Another legend of Abercrombie’s death appeared in the 14 Oct 1775 Pennsylvania Ledger, quoting the Public Ledger of London:
A letter from an officer who was wounded at the late engagement at Boston, says, that when the troops were very near the trenches, the rebels called out to Col. Abercrombie, who was among the first of the troops, “Abercrombie, we won’t miss you.” However, the Colonel got into the trenches unhurt, and was run through the body. When he was dying, he told the officers about him, that if they took Gen. [Israel] Putnam prisoner, not to hang him as he was a brave fellow.
That story was reprinted in many American newspapers and, through Samuel Swett’s early history of the battle, many history books. It’s attached to inaccurate information—Abercrombie wasn’t “run through” but shot—and seems unlikely.

Lt. Col. Abercrombie didn’t die until 22 June. At first doctors didn’t think his wound would be fatal, but then infection set in. Back in 2014, I quoted a description of his death from the British press.
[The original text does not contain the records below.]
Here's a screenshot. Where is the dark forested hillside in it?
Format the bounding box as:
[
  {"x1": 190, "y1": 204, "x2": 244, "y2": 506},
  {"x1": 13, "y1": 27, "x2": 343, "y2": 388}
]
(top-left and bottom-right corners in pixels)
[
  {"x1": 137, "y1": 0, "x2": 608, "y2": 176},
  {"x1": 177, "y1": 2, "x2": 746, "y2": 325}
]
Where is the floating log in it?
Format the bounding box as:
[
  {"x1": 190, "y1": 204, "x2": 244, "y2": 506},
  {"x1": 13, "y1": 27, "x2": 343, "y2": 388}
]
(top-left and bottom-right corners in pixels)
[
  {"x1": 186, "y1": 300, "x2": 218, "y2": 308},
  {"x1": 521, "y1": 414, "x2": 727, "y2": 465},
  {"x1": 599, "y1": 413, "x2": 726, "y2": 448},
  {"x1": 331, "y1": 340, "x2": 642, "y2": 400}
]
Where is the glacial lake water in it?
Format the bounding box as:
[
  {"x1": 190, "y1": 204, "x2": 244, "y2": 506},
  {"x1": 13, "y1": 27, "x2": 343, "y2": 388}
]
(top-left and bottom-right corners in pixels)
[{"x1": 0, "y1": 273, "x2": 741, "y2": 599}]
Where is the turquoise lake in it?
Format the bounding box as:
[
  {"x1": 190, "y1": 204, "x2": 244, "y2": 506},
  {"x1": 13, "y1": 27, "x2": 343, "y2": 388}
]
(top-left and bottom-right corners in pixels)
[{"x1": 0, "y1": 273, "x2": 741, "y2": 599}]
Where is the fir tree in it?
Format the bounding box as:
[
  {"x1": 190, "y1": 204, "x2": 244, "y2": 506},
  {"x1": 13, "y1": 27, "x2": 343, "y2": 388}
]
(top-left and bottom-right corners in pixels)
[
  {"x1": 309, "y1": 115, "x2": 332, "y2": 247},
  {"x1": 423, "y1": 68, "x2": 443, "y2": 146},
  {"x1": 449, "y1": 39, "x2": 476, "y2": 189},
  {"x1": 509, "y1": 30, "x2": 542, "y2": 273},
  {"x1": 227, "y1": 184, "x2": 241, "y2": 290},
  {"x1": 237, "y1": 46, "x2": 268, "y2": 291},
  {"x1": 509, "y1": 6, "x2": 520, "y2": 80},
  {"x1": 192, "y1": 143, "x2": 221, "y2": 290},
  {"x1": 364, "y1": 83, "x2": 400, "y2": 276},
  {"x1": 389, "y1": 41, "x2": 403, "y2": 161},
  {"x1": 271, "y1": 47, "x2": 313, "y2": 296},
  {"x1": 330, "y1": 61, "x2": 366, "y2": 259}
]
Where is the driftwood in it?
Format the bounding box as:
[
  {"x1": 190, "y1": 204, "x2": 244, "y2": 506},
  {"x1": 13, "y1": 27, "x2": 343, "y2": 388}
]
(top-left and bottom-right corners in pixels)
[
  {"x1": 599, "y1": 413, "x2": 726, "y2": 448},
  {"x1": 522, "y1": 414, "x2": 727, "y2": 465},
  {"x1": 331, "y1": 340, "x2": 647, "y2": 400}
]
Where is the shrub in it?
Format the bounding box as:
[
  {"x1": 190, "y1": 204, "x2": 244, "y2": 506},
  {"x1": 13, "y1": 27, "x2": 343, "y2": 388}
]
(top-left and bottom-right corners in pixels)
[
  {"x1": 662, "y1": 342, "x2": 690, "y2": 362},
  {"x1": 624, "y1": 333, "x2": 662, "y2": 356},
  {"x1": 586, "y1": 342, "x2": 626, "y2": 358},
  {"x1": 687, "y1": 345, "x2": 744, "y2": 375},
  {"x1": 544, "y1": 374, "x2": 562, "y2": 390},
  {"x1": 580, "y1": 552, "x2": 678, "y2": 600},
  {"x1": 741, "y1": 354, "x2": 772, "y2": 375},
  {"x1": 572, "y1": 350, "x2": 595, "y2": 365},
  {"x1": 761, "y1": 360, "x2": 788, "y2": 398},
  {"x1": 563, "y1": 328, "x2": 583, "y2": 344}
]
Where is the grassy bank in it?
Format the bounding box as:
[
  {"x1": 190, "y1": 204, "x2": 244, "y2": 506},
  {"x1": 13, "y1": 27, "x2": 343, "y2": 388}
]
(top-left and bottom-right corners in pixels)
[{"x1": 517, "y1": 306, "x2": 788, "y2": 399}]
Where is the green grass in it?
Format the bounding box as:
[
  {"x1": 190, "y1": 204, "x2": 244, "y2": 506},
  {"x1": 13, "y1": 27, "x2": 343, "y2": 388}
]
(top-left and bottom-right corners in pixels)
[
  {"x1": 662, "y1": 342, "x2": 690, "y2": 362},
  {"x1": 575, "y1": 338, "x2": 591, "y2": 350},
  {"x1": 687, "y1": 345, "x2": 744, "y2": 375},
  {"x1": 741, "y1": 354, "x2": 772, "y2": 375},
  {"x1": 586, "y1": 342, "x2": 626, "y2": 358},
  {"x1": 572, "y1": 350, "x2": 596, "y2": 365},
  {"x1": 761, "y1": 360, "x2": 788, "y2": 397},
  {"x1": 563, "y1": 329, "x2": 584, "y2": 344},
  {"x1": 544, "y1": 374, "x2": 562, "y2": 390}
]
The August 1775 Scots Magazine said the musket ball had pushed “a toothpick-case, which he had in his waistcoat pocket, along with it. . . . part of the toothpick being got so far, it baffled the art of the surgeons, and began to mortify.” Don’s article quotes the 17 Aug 1775 Edinburgh Advertiser saying something very similar except that the fatal foreign body was “part of the pen case…which he had in his side pocket.” I have no idea why those reports differed.

The Pennsylvania Ledger also quoted a speech that Abercrombie supposedly delivered two hours before his death:
My friends, we have fought in a bad cause, and therefore I have my reward, as the rest have had that have gone before me; had I fell in fighting against the enemy, I had died with honour, but posterity will brand us for massacreing our fellow subjects; therefore, my friends, sheath your swords till you have an enemy to engage with.
I’ve found this printed in the 27 July 1775 Middlesex Journal and Evening Advertiser, so it definitely circulated in Britain. It’s almost certainly propaganda from someone supporting the Americans, using Abercrombie’s good name to discourage men from joining the British military.